Throw in a lottery to attract new players


----------



## Atlas (Dec 3, 2015)

Simon said:


> fuck that piss baby TB.



All the other nominees are terribad.


----------



## Vivo Diez (Dec 3, 2015)

inb4 fo4 goty


----------



## Atlas (Dec 3, 2015)

Holy shit, Beth didn't win best developer.


----------



## Simon (Dec 3, 2015)

*Pre-awards announcements:*
New content for Kung Fury
Goat Simulator DLC
Rise of the Tomb Raider DLC
*
Awards:*
Best Family Game: Super Mario Maker
Best Fighting Game: Mortal Kombat X
Best Multiplayer Game: Splatoon
Best Mobile Game: Lara Croft Go
Best eSport Team: Uptic Gaming
Best eSport Player: Kenny
Best eSport Game: Counter-Strike: Global Offensive
Most Anticipated Game: No Man's Sky
Best Narrative: Her Story
Most Trending Gamer: Greg Miller
Best Indie Game: Rocket League
Best Sports/Racing Game: Rocket League
Most Impact Game: Life Is Strange
Best Fan Creation: Portal Stories
Developer of the Year: CD Projekt Red
Best Art Direction: Ori and the Blind Forest

*World Premieres:*
Uncharted 4: A Thief's End (new character is introduced)
Shaq Fu: A Legend Reborn is announced (featuring Shaquille O'Neal)
Batman from Telltale Games announced.
First gameplay footage[/URL] of Far Cry: Primal.
Psychonauts 2 announced.
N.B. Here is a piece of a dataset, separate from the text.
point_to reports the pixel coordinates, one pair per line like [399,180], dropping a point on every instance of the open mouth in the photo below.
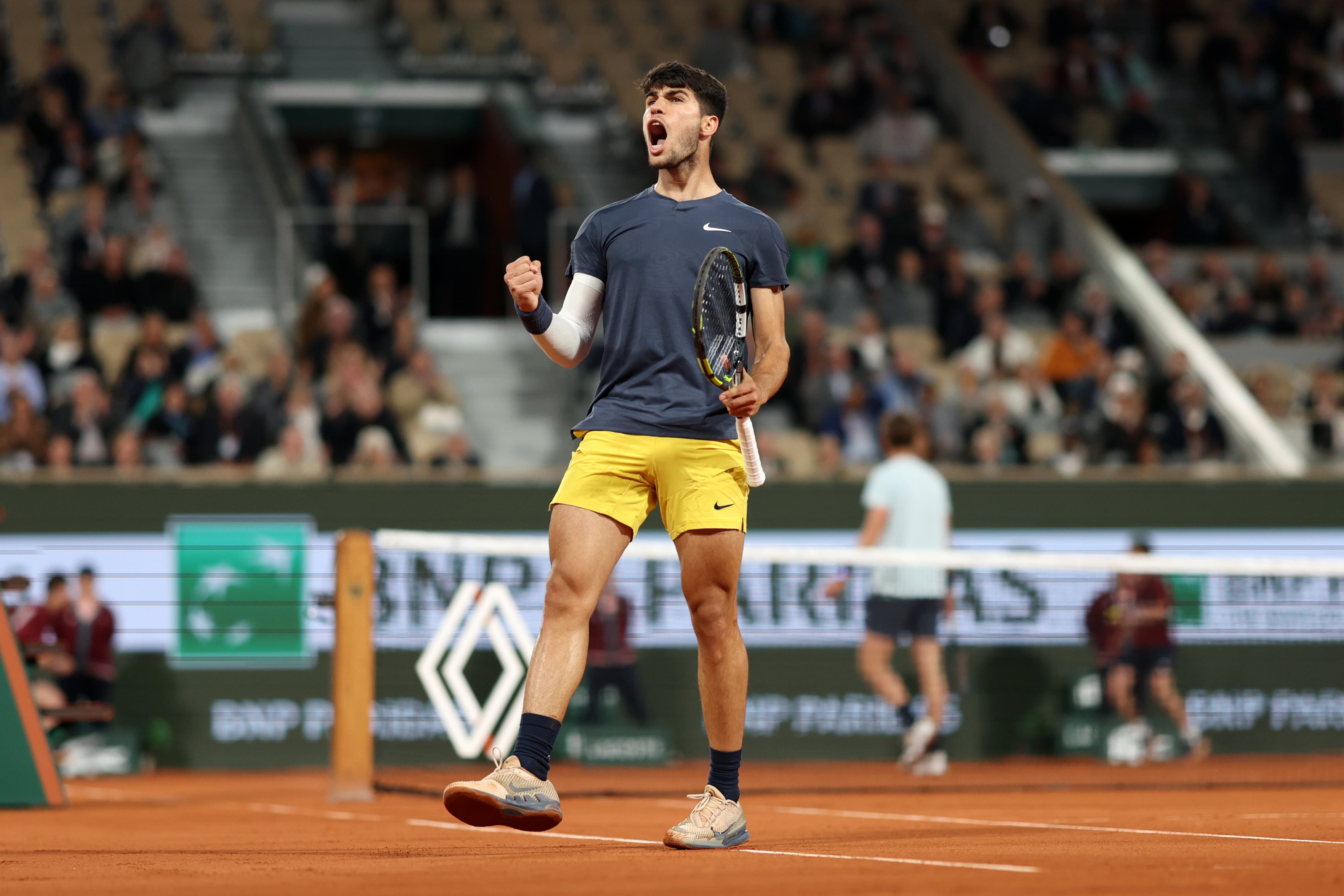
[658,136]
Crowd funded at Fig.
Quantum Break with a brand new trailer. Coming April 5.
Rock Band VR coming to Oculus Rift in 2016.

*Other Announcements:*
New Tron Run/R game announced.
Geoff announces 3 short films with focus on up-and-coming indie studios. Watch at: madewith.unity.com
Lego Avengers coming January 26
Bethesda announces, that they're giving away $1 million to someone playing Elder Scrolls: Online.


----------



## Atlas (Dec 3, 2015)

What's up with the little "jerk off SW: Battlefront" segments?


----------



## Vivo Diez (Dec 3, 2015)

Kojima on house arrest thanks to Konami


----------



## Simon (Dec 3, 2015)

god everyone is shitting on each other at this show

jade is straight up drunk


----------



## Vivo Diez (Dec 3, 2015)

inb4 fo4 wins


----------



## Vivo Diez (Dec 3, 2015)

whaaaaaaaaaaaaaaaaaaaaaaaaaaaaaaaaaaaaaaaaaaaaaaaaaaaaaaaaaaaaaaaaaaaaaaaaaaaaaat.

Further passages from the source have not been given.